Opzioni
Descrizione morfologica e mineralogica della grotta ipogenica sulfurea di Montecchio (Grosseto, Toscana)
De Waele, Jo
•
Galli, Ermanno
•
Piccini, Leonardo
•
Rossi, Antonio
2013
Abstract
La Grotta di Montecchio (254 T/GR, presso Saturnia, provincia
di Grosseto) si apre a quota 320 m, in corrispondenza di un limitato
affioramento di Calcare Massiccio, prospiciente la valle
del Fiume Albegna.
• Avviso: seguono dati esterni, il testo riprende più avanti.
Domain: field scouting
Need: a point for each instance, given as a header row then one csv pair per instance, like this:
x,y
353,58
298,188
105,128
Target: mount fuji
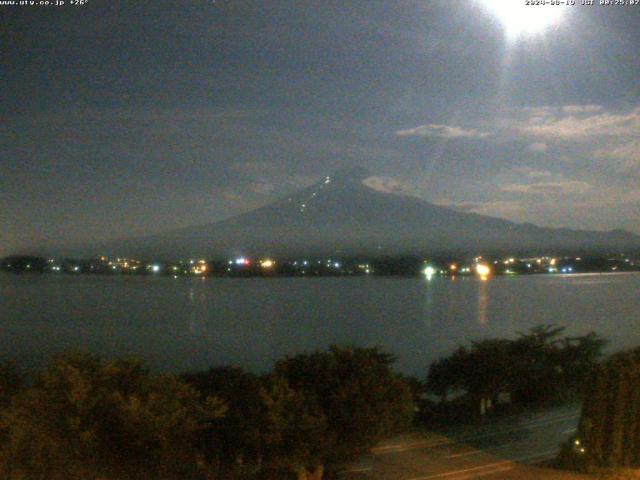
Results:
x,y
340,214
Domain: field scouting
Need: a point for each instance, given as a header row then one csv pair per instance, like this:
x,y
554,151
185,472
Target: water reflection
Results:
x,y
483,300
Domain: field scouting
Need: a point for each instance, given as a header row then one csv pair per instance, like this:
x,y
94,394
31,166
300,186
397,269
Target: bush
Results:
x,y
87,418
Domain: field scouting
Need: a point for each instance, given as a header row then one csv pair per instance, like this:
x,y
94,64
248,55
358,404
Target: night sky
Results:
x,y
124,118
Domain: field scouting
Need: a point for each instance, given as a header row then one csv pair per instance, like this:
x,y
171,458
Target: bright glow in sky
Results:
x,y
519,19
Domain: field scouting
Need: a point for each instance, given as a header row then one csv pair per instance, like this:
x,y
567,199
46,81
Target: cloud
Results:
x,y
441,131
538,147
577,109
628,152
580,127
262,187
531,172
387,185
495,208
561,187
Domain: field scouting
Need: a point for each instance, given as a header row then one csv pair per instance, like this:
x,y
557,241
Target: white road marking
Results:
x,y
465,454
487,469
397,448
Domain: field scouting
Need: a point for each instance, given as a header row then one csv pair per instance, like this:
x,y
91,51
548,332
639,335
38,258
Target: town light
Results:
x,y
483,270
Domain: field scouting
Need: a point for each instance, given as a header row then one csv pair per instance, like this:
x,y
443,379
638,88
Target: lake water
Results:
x,y
192,323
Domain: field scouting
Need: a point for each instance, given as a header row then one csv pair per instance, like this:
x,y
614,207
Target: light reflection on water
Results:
x,y
188,323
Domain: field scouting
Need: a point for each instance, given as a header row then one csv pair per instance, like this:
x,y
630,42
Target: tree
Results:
x,y
88,418
233,442
609,430
362,399
537,367
11,382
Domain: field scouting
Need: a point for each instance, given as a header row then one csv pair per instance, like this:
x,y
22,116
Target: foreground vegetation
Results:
x,y
538,368
608,437
84,417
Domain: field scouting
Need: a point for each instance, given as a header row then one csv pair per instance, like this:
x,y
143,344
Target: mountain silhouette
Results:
x,y
340,214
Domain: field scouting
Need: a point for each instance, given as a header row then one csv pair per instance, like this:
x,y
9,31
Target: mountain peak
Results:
x,y
349,175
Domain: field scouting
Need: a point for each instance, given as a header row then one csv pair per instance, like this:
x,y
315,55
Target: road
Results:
x,y
496,449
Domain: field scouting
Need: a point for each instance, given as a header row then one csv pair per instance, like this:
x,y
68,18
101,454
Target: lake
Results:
x,y
193,323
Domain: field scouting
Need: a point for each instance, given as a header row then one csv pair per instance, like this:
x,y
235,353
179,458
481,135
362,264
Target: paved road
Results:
x,y
490,449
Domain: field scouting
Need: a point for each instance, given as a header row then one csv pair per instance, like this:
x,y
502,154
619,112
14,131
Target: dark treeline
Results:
x,y
608,435
84,417
538,367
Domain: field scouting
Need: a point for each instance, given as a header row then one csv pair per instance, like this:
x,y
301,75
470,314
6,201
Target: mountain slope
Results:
x,y
340,214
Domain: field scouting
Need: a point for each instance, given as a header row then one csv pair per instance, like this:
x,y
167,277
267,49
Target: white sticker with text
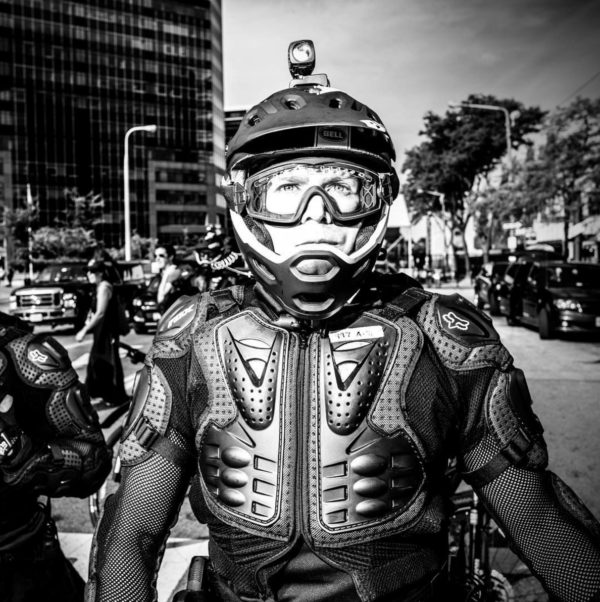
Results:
x,y
356,334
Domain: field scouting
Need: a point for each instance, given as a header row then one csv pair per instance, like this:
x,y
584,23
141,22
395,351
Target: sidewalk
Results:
x,y
464,287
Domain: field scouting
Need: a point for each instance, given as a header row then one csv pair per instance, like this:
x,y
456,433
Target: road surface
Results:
x,y
564,380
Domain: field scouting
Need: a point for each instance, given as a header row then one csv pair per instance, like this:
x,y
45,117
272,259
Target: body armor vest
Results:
x,y
305,434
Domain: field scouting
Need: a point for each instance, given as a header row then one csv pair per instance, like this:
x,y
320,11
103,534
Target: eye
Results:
x,y
340,188
287,187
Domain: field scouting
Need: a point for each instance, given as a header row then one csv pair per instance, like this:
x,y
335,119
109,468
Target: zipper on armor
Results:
x,y
303,418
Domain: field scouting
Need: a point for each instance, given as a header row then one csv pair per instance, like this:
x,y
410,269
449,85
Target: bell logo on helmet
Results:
x,y
374,125
332,134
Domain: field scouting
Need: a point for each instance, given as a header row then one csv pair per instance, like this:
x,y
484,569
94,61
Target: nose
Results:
x,y
316,209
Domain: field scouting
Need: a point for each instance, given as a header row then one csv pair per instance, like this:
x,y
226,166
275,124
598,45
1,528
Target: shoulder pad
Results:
x,y
41,361
178,317
46,353
226,298
463,337
410,299
461,320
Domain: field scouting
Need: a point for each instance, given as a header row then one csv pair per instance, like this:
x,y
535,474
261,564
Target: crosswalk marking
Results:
x,y
176,560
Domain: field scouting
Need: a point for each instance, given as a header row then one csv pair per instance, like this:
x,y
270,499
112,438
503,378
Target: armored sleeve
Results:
x,y
157,460
41,395
504,457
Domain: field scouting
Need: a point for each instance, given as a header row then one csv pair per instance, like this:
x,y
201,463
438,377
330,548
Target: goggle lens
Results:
x,y
281,194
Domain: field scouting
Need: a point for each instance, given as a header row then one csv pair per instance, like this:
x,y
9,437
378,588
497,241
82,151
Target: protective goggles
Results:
x,y
280,195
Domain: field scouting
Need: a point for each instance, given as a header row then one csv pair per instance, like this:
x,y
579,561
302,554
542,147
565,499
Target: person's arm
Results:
x,y
62,449
546,524
105,292
157,455
503,455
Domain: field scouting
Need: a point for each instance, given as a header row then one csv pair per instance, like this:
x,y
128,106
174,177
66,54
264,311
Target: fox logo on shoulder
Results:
x,y
454,322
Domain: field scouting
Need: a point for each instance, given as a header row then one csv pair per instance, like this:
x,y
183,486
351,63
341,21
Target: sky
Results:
x,y
404,58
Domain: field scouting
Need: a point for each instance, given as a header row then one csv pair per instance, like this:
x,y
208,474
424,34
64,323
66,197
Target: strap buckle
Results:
x,y
145,433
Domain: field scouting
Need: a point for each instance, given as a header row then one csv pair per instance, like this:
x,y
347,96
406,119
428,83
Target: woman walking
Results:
x,y
104,373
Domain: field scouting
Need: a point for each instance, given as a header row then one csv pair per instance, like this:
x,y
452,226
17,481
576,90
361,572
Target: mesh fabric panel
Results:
x,y
133,529
552,543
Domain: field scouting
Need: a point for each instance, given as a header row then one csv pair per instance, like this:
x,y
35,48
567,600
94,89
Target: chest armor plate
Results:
x,y
310,435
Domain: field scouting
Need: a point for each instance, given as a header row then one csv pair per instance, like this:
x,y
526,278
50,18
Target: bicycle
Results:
x,y
480,562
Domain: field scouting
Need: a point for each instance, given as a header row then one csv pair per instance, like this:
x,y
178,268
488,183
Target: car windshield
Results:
x,y
563,276
153,285
62,273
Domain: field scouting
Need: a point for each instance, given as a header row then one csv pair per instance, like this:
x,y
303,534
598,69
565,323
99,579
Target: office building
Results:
x,y
76,75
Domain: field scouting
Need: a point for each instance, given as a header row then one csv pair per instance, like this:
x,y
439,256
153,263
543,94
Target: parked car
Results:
x,y
487,285
62,294
509,290
145,314
561,297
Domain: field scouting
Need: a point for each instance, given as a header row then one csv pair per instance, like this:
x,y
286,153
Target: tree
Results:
x,y
567,167
461,149
71,237
83,210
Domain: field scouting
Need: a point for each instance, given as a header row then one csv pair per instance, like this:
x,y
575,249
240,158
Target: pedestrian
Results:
x,y
50,445
316,412
169,274
104,378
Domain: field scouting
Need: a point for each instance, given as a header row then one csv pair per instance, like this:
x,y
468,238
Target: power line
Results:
x,y
580,87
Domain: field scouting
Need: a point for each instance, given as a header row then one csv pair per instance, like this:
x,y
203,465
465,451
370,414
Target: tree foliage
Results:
x,y
567,167
459,151
555,180
71,237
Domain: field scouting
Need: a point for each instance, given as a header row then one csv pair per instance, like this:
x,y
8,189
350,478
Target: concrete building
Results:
x,y
76,75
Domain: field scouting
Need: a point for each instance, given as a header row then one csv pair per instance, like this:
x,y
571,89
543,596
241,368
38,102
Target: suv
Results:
x,y
488,283
561,297
510,288
62,294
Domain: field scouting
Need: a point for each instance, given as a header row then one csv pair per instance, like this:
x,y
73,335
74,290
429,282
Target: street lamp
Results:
x,y
507,118
138,128
442,198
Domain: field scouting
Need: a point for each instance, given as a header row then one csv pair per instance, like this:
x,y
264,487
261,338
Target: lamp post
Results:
x,y
138,128
507,118
439,195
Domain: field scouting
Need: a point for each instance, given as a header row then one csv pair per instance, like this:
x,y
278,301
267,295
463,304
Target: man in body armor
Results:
x,y
50,445
315,412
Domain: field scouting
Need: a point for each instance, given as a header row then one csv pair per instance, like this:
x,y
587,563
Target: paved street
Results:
x,y
564,379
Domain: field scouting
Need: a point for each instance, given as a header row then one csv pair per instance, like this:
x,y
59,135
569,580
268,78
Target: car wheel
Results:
x,y
494,307
545,325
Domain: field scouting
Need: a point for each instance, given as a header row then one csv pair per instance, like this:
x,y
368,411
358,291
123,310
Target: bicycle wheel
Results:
x,y
481,564
96,500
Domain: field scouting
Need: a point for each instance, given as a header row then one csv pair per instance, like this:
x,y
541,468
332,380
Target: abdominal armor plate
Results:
x,y
241,462
366,478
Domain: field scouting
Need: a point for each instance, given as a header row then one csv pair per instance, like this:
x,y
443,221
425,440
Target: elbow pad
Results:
x,y
513,432
575,509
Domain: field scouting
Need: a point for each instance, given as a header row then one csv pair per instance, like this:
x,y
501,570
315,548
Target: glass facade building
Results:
x,y
75,76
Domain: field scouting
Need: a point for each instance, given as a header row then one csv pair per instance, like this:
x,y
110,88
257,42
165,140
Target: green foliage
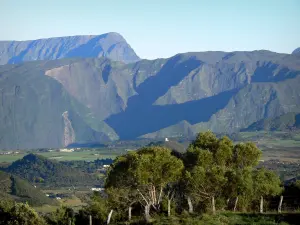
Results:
x,y
218,168
62,216
40,170
13,187
266,183
20,214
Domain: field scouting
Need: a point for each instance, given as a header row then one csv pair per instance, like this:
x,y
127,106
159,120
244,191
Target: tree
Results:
x,y
265,183
216,168
207,160
145,173
62,216
20,214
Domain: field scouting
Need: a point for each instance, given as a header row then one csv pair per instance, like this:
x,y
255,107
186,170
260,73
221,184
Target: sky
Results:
x,y
160,28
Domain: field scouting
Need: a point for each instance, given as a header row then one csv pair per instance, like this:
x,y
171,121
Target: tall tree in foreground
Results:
x,y
218,169
145,173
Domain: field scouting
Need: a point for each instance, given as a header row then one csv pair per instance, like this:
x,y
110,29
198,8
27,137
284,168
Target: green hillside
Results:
x,y
49,173
94,100
285,122
17,189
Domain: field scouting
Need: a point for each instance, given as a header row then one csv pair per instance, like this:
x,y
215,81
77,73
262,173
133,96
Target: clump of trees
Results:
x,y
214,174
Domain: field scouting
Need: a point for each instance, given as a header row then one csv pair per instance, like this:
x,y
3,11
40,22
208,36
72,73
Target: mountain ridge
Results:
x,y
210,90
111,45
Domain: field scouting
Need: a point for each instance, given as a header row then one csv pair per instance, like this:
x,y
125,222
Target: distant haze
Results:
x,y
158,29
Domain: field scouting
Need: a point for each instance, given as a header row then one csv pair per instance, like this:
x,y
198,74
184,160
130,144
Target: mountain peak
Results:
x,y
111,45
296,51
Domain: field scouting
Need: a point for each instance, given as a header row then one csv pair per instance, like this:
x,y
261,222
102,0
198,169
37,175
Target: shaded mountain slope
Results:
x,y
97,99
37,169
288,121
15,188
296,51
35,111
111,45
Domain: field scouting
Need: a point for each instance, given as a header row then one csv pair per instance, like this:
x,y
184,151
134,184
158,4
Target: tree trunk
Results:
x,y
129,213
213,205
91,221
235,203
147,213
280,204
169,207
109,216
261,209
191,209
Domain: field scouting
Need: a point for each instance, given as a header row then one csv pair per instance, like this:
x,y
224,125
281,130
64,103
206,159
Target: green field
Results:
x,y
87,155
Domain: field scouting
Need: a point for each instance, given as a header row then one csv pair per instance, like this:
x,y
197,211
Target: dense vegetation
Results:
x,y
41,171
214,182
88,167
12,187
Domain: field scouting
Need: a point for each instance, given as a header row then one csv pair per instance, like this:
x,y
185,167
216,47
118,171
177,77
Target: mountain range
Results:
x,y
85,98
111,45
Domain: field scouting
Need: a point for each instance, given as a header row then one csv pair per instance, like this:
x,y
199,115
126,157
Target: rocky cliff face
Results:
x,y
110,45
182,95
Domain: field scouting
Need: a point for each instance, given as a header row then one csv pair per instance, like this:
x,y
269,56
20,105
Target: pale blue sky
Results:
x,y
160,28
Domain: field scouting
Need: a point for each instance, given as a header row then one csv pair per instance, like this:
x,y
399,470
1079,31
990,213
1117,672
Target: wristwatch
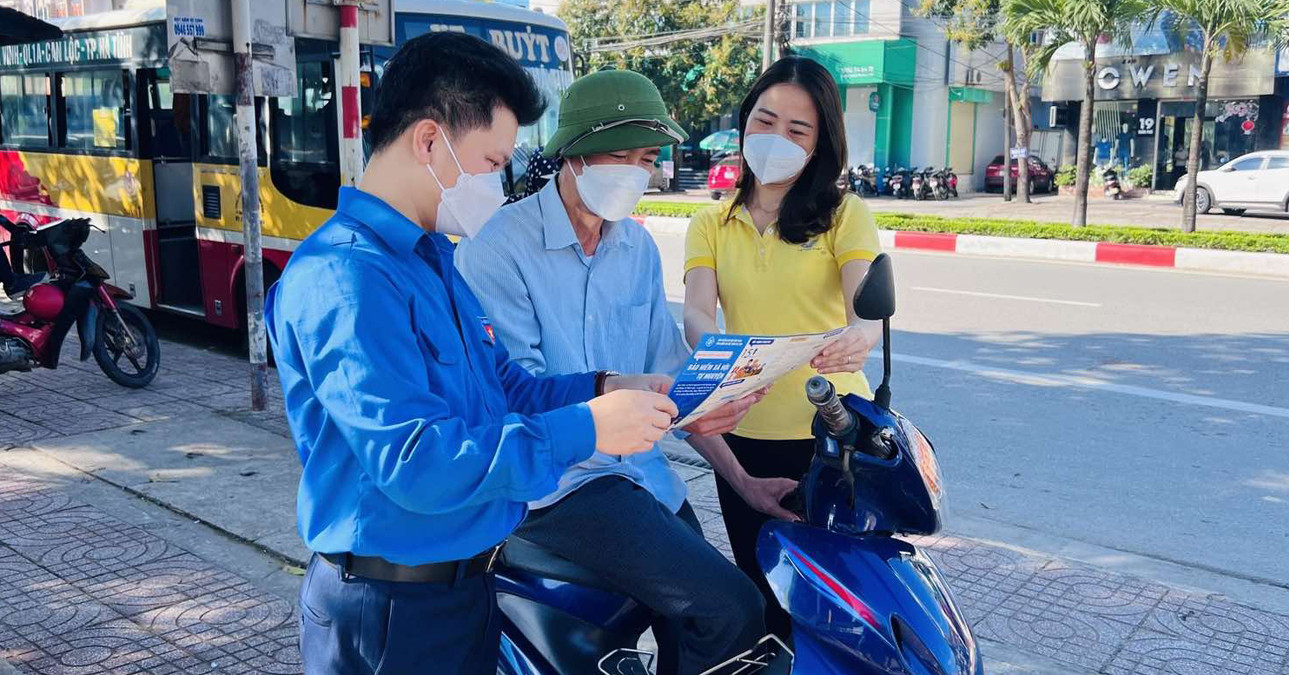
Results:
x,y
600,380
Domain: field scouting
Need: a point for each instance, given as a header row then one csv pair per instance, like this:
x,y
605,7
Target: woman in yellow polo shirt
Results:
x,y
784,258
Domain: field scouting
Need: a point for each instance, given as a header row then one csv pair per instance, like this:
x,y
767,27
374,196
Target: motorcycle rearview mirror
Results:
x,y
874,300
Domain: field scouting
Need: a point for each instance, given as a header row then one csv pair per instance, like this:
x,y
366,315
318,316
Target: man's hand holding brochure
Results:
x,y
727,367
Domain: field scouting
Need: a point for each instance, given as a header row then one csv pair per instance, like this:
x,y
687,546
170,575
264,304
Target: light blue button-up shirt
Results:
x,y
420,441
560,311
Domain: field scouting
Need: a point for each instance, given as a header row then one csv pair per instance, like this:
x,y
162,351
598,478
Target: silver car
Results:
x,y
1258,180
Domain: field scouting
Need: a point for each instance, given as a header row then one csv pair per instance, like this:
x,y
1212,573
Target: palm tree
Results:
x,y
1084,22
1227,28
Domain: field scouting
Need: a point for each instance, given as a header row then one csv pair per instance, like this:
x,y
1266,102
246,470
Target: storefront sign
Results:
x,y
1146,121
1163,76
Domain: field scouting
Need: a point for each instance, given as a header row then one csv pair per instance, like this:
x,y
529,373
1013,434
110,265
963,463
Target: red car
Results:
x,y
1042,178
723,175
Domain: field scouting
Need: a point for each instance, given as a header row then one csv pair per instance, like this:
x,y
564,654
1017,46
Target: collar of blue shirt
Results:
x,y
393,228
557,227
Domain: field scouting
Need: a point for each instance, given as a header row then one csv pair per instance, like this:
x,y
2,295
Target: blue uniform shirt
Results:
x,y
562,311
420,439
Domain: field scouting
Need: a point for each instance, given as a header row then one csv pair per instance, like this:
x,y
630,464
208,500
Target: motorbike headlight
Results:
x,y
923,455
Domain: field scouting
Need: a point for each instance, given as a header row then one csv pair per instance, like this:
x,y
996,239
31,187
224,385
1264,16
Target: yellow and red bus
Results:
x,y
90,128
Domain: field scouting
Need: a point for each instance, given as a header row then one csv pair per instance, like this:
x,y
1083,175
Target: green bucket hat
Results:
x,y
611,111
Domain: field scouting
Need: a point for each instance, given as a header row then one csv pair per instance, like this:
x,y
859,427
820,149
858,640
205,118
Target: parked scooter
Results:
x,y
861,600
901,182
918,187
951,182
119,336
864,180
1110,180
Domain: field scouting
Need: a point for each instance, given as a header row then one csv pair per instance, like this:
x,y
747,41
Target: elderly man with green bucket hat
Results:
x,y
572,284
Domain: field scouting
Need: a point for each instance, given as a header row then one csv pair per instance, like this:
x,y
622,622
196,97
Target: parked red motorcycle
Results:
x,y
119,336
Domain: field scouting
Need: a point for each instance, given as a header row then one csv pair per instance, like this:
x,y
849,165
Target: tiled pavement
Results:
x,y
85,593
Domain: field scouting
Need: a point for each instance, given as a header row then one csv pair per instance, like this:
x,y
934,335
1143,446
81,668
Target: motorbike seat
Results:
x,y
523,555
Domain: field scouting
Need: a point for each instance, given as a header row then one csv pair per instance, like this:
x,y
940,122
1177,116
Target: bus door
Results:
x,y
166,125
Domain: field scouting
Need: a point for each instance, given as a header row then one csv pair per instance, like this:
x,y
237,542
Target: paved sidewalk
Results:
x,y
90,594
85,593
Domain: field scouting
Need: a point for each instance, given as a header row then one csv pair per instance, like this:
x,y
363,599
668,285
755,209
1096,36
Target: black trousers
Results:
x,y
623,533
361,626
762,459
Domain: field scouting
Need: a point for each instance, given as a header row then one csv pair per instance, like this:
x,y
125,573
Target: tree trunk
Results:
x,y
1007,148
1192,162
1021,121
1084,165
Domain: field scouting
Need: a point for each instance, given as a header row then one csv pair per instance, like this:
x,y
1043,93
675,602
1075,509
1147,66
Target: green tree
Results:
x,y
699,79
977,23
1084,22
1227,28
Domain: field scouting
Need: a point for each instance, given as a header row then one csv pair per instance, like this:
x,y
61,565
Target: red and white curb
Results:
x,y
1075,251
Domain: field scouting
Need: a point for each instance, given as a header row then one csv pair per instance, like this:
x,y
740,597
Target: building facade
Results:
x,y
910,97
1145,102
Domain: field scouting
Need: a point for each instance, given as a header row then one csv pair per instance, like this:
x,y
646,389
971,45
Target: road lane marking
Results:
x,y
1042,379
1004,296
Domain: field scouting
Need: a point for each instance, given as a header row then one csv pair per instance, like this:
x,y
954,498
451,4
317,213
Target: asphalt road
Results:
x,y
1156,211
1122,410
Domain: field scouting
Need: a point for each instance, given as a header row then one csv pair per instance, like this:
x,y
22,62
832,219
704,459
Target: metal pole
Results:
x,y
248,168
351,141
767,45
1007,146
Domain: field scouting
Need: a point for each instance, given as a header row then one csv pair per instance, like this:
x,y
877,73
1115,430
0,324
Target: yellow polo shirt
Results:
x,y
768,286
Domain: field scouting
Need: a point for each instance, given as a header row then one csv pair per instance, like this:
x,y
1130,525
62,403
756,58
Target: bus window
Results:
x,y
94,111
166,116
25,110
219,133
306,164
221,137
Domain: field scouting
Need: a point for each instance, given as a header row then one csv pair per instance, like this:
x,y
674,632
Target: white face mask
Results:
x,y
611,190
772,157
464,208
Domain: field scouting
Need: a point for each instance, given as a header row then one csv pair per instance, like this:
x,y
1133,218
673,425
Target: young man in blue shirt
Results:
x,y
420,439
574,285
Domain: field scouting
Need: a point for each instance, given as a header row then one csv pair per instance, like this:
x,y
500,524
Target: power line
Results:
x,y
743,30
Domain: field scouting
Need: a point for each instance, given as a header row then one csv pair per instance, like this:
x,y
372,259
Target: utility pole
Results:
x,y
767,45
348,77
1007,147
248,169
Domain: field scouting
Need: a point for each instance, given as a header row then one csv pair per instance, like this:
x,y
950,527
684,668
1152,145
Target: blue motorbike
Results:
x,y
861,600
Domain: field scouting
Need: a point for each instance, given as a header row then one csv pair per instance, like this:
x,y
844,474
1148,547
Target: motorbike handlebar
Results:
x,y
823,394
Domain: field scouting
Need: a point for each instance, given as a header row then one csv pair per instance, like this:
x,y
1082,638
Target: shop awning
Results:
x,y
866,62
969,94
17,27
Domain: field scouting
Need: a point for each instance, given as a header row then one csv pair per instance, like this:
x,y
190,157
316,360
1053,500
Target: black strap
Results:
x,y
380,570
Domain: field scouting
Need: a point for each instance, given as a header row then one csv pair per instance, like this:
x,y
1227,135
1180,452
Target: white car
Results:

Benché nota da tempo, finora non sono stati
fatti studi dettagliati di tipo speleogenetico su questa particolarissima
cavità. Questa grotta, che si sviluppa per oltre 1700 m,
è infatti caratterizzata dalla presenza di una falda di acqua con
T poco sopra i 30°C e con un elevato contenuto in solfato, alla
profondità di circa 100 metri dall’ingresso: si tratta quindi di una
grotta ipogenica attiva. Di particolare interesse è l’abbondanza
di gesso, a partire da circa 40 metri di profondità, prodotto dalla
reazione tra acido solforico e roccia carbonatica. Tale processo,
che è avvenuto in condizioni aeree (ossigenate), ha creato
anche una serie di morfologie particolari come le piccole tasche
di sostituzione e le bubble trails. La parte inferiore della cavità
presenta depositi di calcite flottante di spessore anche superiore
a 1 metro che testimoniano lo stazionamento di acque,
probabilmente termali, in ambienti con notevole evaporazione
legata a correnti d’aria. Undici campioni di prodotti di alterazione
della roccia sono stati sottoposti ad analisi diffrattometrica
ed esaminati al microscopio elettronico dotato di microsonda
per analisi chimiche semiquantitative. Tali analisi hanno evidenziato
la presenza di materiali residuali (quarzo, feldspato), alcuni
ossidati (ematite, goethite e boehmite), ma soprattutto materiali
di alterazione come clorite ed illite. Di particolare interesse
sono i prodotti di alterazione acida sia della roccia carbonatica
(gesso) sia delle argille (alunite, jarosite e caolinite). Questi minerali
sono strettamente legati alle fasi speleogenetiche della
grotta, essendo formati dall’interazione della roccia madre con
i vapori sulfurei provenienti dalla falda termale.